The U.S. Bureau of Labor Statistics reported that nonfarm payrolls rose by 263,000 in November 2022 and the unemployment rate remained steady at 3.7%. The November increase was roughly the same as average growth over the prior three months (282,000), but well below the year-to-date average of 392,000 and the monthly average of 562,000 seen in 2021, and higher than the average monthly gains of 164,000 seen in 2019. Market expectations had called for a gain of 200,000 jobs. Revisions subtracted 23,000 positions to total payrolls in the previous two months. The monthly gain paints an image of a still growing, but slowing, labor market.
Today’s labor report will add further impetus to the Fed’s policy conviction of increasing interest rates. It is looking for the job market to slow significantly and for the inflation rate to be tempered before it will adjust its aggressive stance on monetary policy. In a statement this past Wednesday, Federal Reserve Chair Jay Powell indicated that the central bank is likely to raise the fed funds rate further, but by a lesser 50 basis points at its upcoming December meeting, down from 75 basis points in the last four rate hikes. Indeed, the Federal Reserve raised short-term interest rates for the sixth time this year on November 2nd. That marked the fourth consecutive 0.75 percentage point increase and followed earlier increases in 2022 of lesser amounts. The latest increase pushed the Fed Funds rate to a range of 3.75% to 4.00%, up from 0% at the beginning of the year. The rapid rise in interest rates is the most aggressive pace of monetary policy tightening since the early 1980s and is in response to inflation which remains uncomfortably high.
Employment in health care rose by 45,000 in November and has increased by an average of 47,000 per month in 2022 compared with 9,000 in 2021. Employment in nursing care facilities grew by 2,800 jobs from last month and 23,500 from year-earlier levels and stood at 1,369,500 positions. Separately, and despite headlines about job losses in tech sectors, the information sector added 19,000 jobs.
In the household survey conducted by the BLS, the jobless rate was unchanged from October and stood at 3.7% in November.
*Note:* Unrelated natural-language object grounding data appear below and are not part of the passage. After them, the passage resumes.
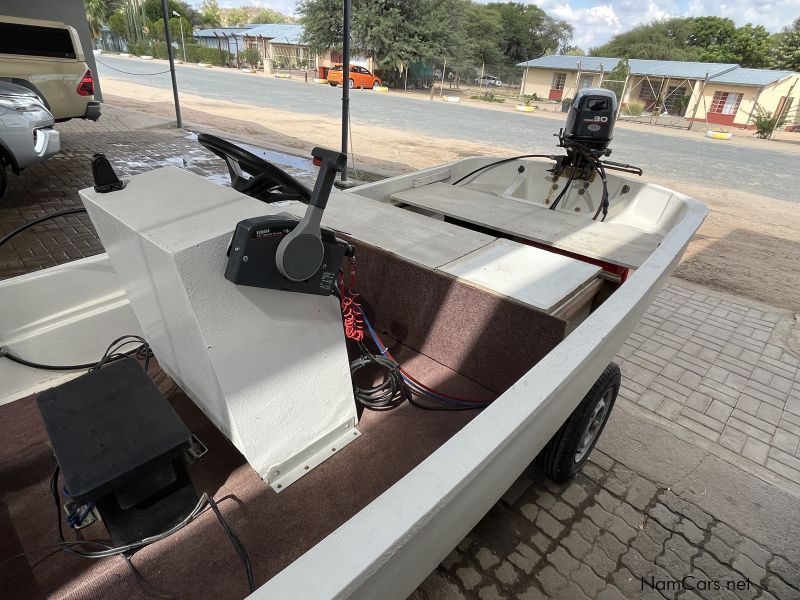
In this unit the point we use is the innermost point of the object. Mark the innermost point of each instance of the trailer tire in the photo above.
(570, 447)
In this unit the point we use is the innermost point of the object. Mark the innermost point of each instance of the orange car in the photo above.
(359, 77)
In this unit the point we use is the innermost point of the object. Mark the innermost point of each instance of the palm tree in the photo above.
(95, 16)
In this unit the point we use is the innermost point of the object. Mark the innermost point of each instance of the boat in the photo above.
(494, 293)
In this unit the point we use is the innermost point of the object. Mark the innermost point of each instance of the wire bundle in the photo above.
(403, 383)
(351, 307)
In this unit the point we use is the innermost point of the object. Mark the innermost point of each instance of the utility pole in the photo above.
(183, 44)
(345, 80)
(168, 37)
(441, 83)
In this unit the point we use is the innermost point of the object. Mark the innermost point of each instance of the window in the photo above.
(30, 40)
(725, 103)
(646, 92)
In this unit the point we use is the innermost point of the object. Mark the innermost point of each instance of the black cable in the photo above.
(237, 544)
(140, 580)
(111, 354)
(501, 162)
(20, 229)
(419, 404)
(386, 395)
(111, 551)
(128, 72)
(563, 192)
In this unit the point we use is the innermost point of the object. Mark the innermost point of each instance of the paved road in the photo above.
(766, 172)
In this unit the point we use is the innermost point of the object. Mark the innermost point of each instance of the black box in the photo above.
(121, 445)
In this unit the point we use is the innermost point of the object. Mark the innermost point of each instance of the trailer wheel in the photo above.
(570, 447)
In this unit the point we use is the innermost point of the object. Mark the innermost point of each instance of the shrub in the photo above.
(137, 48)
(766, 122)
(530, 99)
(635, 108)
(488, 97)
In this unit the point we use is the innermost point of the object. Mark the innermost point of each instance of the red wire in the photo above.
(354, 330)
(351, 310)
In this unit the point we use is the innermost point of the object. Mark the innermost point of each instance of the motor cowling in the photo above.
(591, 118)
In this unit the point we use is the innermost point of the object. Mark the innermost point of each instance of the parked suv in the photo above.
(46, 57)
(27, 136)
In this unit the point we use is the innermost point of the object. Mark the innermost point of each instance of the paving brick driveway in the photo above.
(718, 366)
(714, 370)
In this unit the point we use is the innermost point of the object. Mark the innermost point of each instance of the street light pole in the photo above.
(183, 45)
(171, 57)
(345, 80)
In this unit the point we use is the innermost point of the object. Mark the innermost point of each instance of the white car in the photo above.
(488, 80)
(26, 130)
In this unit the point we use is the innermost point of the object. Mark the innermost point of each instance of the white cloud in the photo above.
(772, 15)
(596, 24)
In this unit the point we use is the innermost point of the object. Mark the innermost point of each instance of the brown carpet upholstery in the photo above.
(199, 561)
(487, 336)
(447, 329)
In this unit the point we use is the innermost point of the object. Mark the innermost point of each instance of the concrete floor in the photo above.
(697, 473)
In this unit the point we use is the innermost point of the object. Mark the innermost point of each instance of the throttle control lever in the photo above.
(282, 252)
(300, 253)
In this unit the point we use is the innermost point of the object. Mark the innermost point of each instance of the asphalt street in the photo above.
(767, 172)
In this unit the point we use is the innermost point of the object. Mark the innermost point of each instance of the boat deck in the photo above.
(616, 243)
(199, 561)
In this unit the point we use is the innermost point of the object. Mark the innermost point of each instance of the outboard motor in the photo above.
(590, 121)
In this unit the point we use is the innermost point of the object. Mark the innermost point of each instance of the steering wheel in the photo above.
(254, 176)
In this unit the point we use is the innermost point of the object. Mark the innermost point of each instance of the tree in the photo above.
(667, 39)
(616, 78)
(710, 39)
(209, 14)
(787, 48)
(323, 24)
(175, 26)
(483, 28)
(235, 16)
(155, 11)
(267, 15)
(529, 32)
(751, 46)
(95, 16)
(573, 51)
(116, 23)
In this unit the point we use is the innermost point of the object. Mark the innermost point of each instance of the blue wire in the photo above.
(383, 350)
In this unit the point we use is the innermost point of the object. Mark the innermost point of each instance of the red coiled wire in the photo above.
(351, 307)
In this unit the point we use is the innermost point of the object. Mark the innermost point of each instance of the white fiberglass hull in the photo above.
(390, 546)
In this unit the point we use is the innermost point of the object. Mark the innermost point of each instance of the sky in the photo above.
(596, 22)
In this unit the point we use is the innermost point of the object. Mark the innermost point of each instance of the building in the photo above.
(280, 45)
(719, 93)
(221, 38)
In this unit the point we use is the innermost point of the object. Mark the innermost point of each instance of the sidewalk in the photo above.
(697, 473)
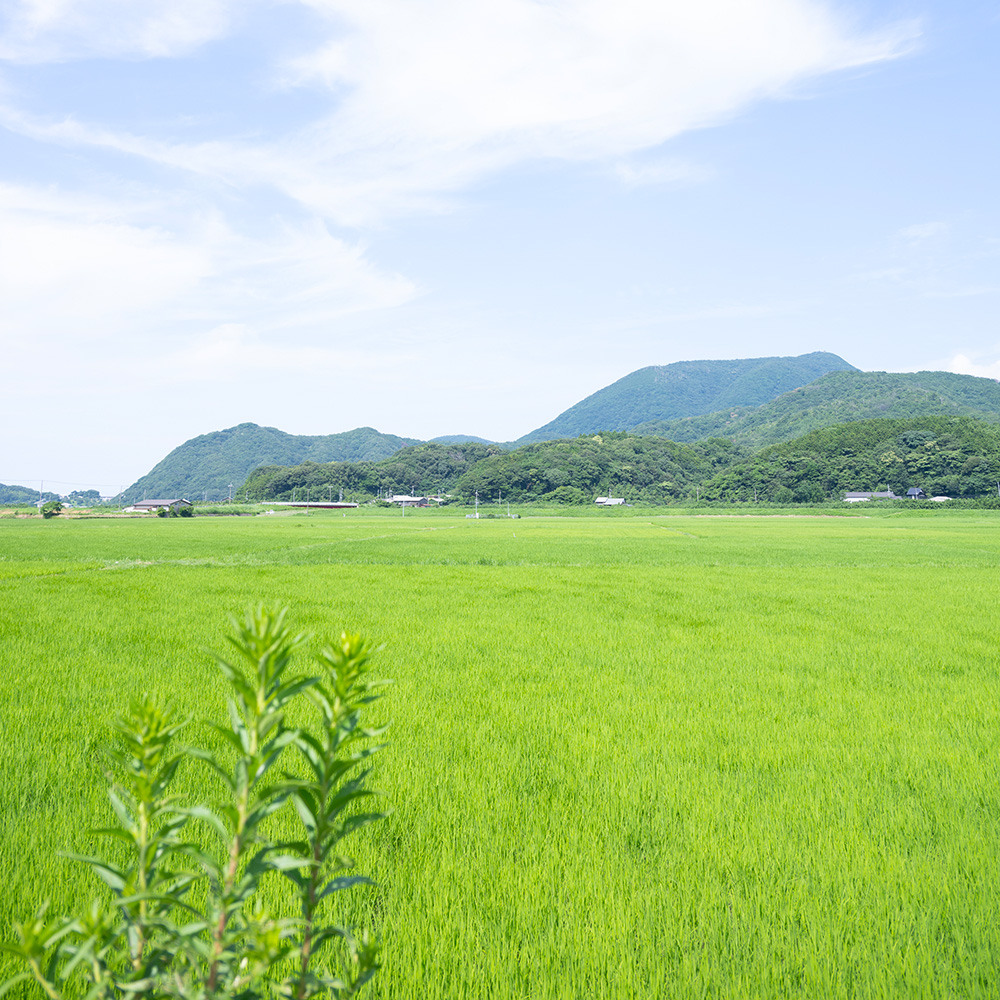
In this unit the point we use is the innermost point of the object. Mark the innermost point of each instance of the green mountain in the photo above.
(836, 398)
(614, 463)
(685, 389)
(206, 465)
(565, 471)
(946, 456)
(20, 495)
(417, 469)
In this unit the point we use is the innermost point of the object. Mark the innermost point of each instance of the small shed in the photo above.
(151, 506)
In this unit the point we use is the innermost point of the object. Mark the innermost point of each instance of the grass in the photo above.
(632, 756)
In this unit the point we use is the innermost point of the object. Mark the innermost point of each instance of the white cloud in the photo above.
(86, 267)
(669, 171)
(428, 96)
(961, 364)
(34, 31)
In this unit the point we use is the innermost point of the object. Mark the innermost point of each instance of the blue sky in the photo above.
(463, 216)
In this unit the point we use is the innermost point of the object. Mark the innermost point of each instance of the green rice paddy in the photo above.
(641, 756)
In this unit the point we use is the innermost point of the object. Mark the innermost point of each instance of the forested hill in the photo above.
(943, 456)
(568, 471)
(685, 389)
(417, 469)
(837, 398)
(209, 463)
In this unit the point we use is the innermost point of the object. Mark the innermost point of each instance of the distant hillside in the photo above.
(421, 468)
(685, 389)
(948, 456)
(11, 494)
(577, 470)
(209, 463)
(837, 398)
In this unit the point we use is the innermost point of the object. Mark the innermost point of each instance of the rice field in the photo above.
(647, 756)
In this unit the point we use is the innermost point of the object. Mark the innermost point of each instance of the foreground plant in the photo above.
(185, 920)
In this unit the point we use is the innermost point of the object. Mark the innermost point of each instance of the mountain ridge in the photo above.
(685, 389)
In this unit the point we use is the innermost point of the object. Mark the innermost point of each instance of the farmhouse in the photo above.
(858, 497)
(150, 506)
(402, 500)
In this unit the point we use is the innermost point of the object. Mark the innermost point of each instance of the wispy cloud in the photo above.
(36, 31)
(87, 267)
(427, 98)
(659, 172)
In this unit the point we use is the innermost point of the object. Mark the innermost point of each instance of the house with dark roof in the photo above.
(856, 497)
(151, 506)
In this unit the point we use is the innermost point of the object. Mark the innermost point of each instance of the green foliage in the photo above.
(564, 472)
(634, 755)
(614, 463)
(949, 456)
(684, 389)
(208, 463)
(23, 495)
(184, 919)
(840, 397)
(423, 468)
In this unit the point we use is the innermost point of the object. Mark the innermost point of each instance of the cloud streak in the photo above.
(426, 98)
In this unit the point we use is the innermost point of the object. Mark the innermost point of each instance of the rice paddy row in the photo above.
(649, 756)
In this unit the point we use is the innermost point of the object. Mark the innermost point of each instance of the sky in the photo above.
(463, 216)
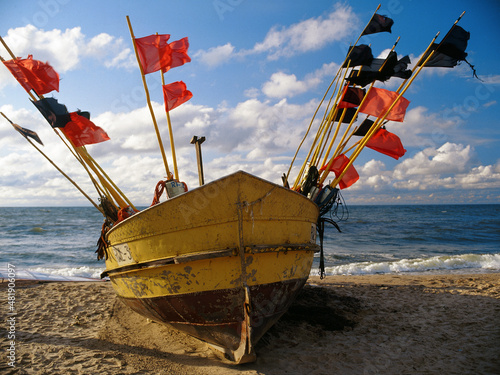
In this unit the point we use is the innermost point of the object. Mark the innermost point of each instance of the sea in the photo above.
(392, 239)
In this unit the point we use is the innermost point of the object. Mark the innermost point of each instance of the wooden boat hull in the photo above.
(222, 262)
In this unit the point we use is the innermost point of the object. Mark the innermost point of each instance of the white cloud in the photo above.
(283, 85)
(215, 55)
(309, 35)
(305, 36)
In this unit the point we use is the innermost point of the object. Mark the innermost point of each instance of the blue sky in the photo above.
(258, 71)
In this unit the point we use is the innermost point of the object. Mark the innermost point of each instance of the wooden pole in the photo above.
(346, 60)
(162, 150)
(171, 135)
(55, 166)
(197, 143)
(377, 125)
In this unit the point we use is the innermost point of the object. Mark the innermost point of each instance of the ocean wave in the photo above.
(83, 271)
(437, 263)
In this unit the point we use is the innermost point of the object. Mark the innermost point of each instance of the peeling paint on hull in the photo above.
(222, 262)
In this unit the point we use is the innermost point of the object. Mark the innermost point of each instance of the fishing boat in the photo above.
(224, 261)
(221, 262)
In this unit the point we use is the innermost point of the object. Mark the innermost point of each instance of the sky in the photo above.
(258, 72)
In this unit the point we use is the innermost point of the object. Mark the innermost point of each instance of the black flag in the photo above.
(56, 114)
(381, 70)
(449, 51)
(27, 133)
(378, 24)
(359, 55)
(363, 128)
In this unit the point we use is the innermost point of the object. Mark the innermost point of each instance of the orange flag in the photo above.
(338, 166)
(81, 131)
(386, 143)
(175, 94)
(34, 75)
(378, 101)
(179, 54)
(154, 52)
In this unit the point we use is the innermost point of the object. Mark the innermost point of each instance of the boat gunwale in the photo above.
(240, 172)
(254, 249)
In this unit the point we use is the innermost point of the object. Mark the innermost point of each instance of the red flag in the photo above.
(386, 143)
(34, 75)
(378, 101)
(175, 94)
(154, 52)
(81, 131)
(338, 166)
(179, 53)
(351, 97)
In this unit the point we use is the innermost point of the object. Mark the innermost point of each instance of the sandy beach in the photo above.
(380, 324)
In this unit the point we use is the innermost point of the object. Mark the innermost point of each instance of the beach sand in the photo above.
(380, 324)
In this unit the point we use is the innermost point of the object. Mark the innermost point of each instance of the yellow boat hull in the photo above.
(222, 262)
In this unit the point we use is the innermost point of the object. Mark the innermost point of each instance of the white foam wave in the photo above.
(438, 263)
(83, 271)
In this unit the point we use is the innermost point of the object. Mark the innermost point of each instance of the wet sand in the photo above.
(378, 324)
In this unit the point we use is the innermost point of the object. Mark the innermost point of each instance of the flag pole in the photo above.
(319, 105)
(71, 148)
(170, 133)
(55, 166)
(377, 125)
(169, 174)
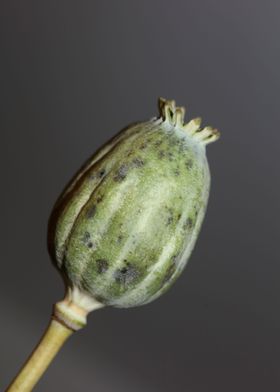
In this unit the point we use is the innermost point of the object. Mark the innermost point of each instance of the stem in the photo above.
(69, 315)
(49, 345)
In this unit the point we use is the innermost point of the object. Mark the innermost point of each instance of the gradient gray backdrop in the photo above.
(72, 74)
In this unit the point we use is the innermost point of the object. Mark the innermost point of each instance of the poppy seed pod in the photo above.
(123, 230)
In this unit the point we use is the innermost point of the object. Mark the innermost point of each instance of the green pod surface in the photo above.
(124, 228)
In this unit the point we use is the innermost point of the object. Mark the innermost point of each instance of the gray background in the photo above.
(73, 74)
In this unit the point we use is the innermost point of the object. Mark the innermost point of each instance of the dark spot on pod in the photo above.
(170, 156)
(121, 173)
(102, 265)
(143, 146)
(91, 212)
(101, 173)
(158, 143)
(138, 162)
(119, 239)
(170, 270)
(126, 275)
(86, 237)
(189, 164)
(189, 223)
(169, 220)
(99, 199)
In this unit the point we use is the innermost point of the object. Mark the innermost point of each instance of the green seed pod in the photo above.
(122, 231)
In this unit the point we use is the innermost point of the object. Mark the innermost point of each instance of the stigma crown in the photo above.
(175, 116)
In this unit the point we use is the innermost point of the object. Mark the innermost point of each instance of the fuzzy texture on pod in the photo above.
(125, 226)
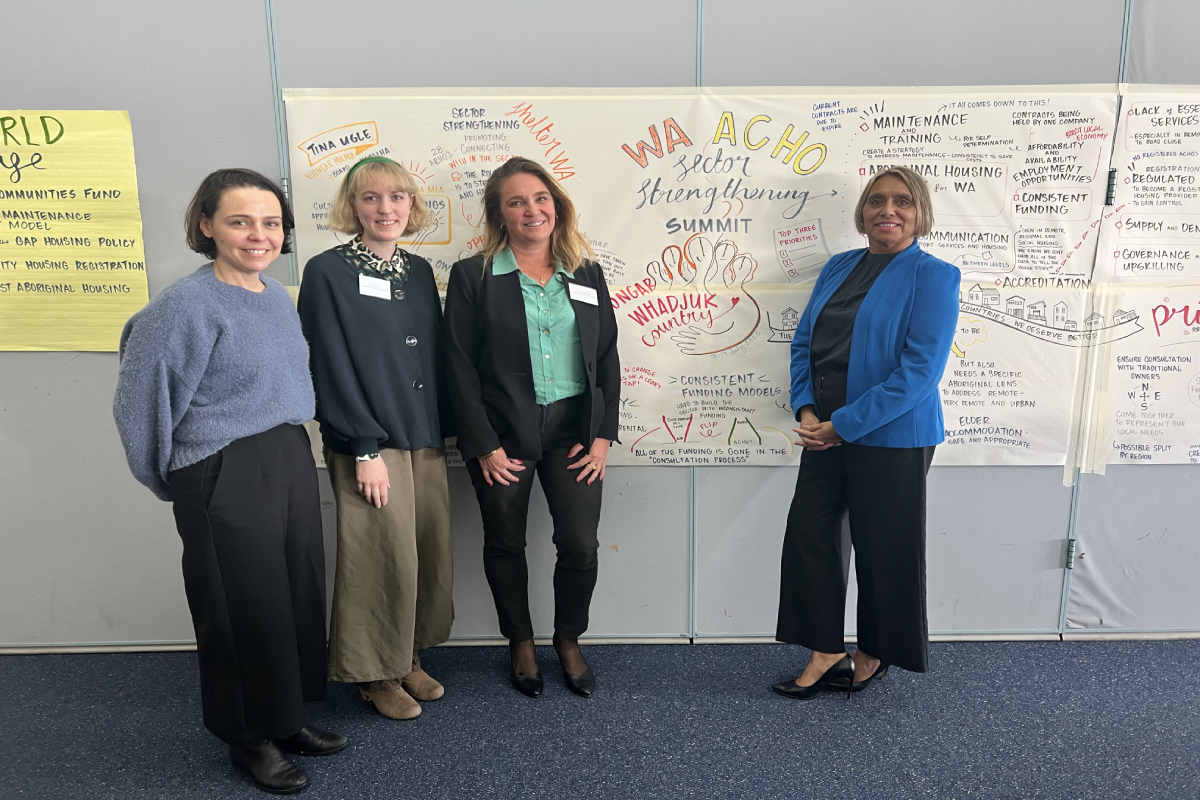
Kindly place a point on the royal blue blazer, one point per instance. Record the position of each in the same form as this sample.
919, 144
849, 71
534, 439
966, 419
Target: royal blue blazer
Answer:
901, 341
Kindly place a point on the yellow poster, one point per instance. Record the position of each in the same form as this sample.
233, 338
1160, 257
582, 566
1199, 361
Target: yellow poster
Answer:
72, 265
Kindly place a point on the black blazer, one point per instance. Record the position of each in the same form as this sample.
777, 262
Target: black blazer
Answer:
491, 374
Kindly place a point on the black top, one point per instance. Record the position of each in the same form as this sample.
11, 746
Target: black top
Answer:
378, 366
491, 374
834, 328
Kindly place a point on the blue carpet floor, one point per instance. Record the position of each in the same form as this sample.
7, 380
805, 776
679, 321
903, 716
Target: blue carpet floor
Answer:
993, 721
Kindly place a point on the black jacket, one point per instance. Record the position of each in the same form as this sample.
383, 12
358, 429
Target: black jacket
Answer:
378, 366
491, 374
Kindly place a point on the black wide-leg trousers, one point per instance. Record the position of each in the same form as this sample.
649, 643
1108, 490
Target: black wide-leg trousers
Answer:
575, 509
255, 575
883, 489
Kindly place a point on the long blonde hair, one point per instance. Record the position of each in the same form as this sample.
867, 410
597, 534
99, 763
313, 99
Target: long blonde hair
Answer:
568, 246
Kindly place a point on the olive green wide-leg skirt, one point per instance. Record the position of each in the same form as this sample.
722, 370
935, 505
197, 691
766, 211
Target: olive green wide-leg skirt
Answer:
395, 567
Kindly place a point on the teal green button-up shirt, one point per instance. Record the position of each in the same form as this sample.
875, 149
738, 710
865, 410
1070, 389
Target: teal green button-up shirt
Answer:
555, 349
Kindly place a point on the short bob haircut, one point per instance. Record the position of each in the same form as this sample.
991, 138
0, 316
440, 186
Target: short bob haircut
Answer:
343, 218
921, 198
568, 247
208, 197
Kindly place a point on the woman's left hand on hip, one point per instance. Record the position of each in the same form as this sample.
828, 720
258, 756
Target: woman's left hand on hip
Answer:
592, 464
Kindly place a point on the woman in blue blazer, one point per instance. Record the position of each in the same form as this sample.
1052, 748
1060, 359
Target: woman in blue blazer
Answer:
867, 359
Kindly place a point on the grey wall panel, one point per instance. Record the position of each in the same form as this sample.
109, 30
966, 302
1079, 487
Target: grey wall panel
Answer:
919, 42
995, 549
1162, 42
88, 554
642, 588
479, 43
1138, 559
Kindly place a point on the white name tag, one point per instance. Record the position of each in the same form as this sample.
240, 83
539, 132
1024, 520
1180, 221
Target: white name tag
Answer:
376, 287
583, 294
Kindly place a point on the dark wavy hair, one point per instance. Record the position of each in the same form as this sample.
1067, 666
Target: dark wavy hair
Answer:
208, 197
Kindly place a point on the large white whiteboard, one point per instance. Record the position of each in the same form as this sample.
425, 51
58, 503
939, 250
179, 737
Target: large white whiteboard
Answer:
712, 214
1146, 388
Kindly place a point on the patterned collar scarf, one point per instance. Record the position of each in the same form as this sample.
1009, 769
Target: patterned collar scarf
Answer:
360, 257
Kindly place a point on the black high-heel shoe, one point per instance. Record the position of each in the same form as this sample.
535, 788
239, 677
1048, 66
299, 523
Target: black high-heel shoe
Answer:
528, 685
582, 685
880, 673
843, 669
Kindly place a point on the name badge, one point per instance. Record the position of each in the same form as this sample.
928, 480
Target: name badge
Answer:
377, 287
583, 294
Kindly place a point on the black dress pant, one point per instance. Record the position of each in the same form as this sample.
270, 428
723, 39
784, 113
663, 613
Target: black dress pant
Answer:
575, 509
883, 489
255, 575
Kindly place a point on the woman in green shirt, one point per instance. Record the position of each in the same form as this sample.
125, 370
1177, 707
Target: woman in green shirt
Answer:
535, 386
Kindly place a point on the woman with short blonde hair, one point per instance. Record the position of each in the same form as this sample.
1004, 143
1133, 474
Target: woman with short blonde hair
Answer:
373, 320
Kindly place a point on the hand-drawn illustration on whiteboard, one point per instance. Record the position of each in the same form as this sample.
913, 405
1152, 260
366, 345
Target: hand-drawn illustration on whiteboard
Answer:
801, 251
1155, 232
712, 215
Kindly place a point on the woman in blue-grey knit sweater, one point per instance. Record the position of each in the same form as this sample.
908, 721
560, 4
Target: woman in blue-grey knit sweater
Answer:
213, 391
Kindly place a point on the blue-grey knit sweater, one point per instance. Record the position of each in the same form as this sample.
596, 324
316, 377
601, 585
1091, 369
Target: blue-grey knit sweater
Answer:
205, 364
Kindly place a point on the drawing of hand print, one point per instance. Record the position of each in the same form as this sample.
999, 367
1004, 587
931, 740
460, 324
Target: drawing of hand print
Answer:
672, 271
726, 271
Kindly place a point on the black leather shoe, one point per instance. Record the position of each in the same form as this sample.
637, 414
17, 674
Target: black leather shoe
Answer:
844, 668
581, 685
313, 741
269, 767
839, 685
528, 685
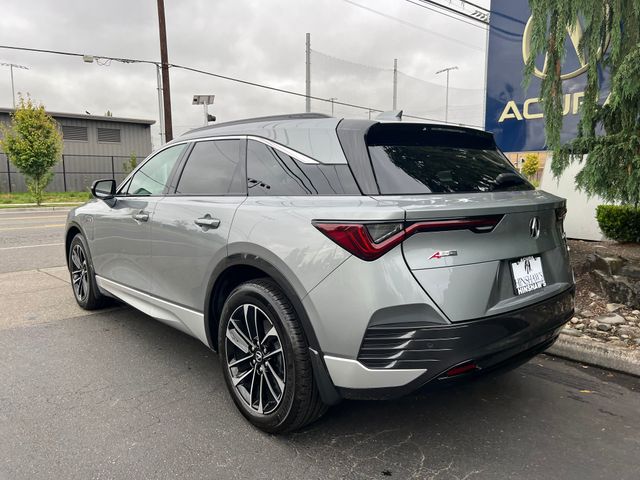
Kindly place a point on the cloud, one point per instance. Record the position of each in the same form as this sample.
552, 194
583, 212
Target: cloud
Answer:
261, 41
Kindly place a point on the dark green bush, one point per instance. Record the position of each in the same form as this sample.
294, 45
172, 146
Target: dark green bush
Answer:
619, 222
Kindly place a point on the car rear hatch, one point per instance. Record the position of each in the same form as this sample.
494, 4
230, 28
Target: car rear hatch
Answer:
480, 239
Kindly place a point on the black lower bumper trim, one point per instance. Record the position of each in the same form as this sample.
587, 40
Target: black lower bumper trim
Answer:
490, 343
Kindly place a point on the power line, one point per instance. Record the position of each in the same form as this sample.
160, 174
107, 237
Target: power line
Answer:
223, 77
413, 25
423, 4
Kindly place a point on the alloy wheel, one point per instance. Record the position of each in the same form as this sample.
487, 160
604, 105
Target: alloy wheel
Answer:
255, 359
79, 273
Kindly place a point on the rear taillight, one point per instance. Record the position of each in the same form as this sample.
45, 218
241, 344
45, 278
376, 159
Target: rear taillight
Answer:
356, 238
561, 213
370, 241
461, 369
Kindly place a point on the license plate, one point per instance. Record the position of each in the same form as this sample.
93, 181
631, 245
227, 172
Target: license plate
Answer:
527, 274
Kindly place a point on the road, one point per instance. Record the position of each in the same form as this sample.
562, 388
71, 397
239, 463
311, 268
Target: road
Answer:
31, 240
115, 394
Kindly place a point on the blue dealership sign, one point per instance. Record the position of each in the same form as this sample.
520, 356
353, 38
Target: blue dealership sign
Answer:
514, 114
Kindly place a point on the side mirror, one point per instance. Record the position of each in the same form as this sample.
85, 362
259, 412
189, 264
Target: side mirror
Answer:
104, 189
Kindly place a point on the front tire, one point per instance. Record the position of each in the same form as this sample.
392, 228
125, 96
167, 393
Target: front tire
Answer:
82, 275
265, 359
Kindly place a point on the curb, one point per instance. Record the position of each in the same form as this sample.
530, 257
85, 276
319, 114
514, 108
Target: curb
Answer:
45, 208
597, 354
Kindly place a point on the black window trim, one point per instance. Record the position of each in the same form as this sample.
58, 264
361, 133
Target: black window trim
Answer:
174, 176
496, 149
127, 180
175, 179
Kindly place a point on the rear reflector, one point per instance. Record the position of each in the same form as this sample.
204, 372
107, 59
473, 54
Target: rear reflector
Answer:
459, 370
369, 241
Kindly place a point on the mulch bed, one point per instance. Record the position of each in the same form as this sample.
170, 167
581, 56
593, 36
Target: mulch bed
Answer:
591, 302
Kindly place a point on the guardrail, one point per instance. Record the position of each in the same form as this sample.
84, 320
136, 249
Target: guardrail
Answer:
74, 173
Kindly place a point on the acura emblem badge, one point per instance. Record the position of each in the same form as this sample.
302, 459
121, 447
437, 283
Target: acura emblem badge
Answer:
534, 227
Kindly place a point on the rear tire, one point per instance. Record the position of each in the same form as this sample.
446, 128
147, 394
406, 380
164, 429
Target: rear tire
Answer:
265, 359
83, 280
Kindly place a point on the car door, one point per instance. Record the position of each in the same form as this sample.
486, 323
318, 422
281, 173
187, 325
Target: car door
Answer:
190, 226
121, 246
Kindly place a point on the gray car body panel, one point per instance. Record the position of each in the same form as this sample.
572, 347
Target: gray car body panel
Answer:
166, 266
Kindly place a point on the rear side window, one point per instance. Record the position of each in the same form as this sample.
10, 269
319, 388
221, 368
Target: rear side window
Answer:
415, 159
271, 172
213, 168
152, 177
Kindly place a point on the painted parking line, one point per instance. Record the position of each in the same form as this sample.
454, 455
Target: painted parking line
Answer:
53, 225
33, 246
2, 219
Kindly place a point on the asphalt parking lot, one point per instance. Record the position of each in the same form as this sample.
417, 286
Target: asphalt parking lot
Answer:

In September, the jobless rate had once again fallen to its pre-pandemic level of 3.5% seen in February 2020. Both months’ unemployment rates are well below the 14.7% peak seen in April 2020. The underemployment rate was 6.7% in November, up from 6.8% in October.
Among the major worker groups, the October unemployment rates were 3.3% for adult women, adult men (3.4%), teenagers (11.3%), Whites (3.2%), Hispanics (3.9%), Blacks (5.7%), and Asians (2.7%).
Average hourly earnings for all employees on private nonfarm payrolls rose by $0.18 in November to $32.82. This was a gain of 5.1% from year-earlier levels, lower than the upwardly revised gain of 6.8% seen in October.
The labor force participation rate slipped back to 62.1% in November from 62.2% in October and was below the February 2020 level of 63.4%.
Earlier this week, the BLS released the results of its October Job Openings and Labor Turnover Survey (JOLTS report) that showed the number of job openings fell by 353,000 positions to a seasonally adjusted 10.3 million. That was below the peak of 11.9 million in March, but still well above their pre-pandemic level in early 2020 when it averaged 7.0 million. This means that there are roughly 1.7 open positions for every person looking for work in September, down from 1.9 in September, but much higher than 1.2 in 2019. The hirings rate fell to 6.0 million, the lowest level since January 2021 and the quits fell for the second month in a row to 4.0 million, the lowest level since May 2021.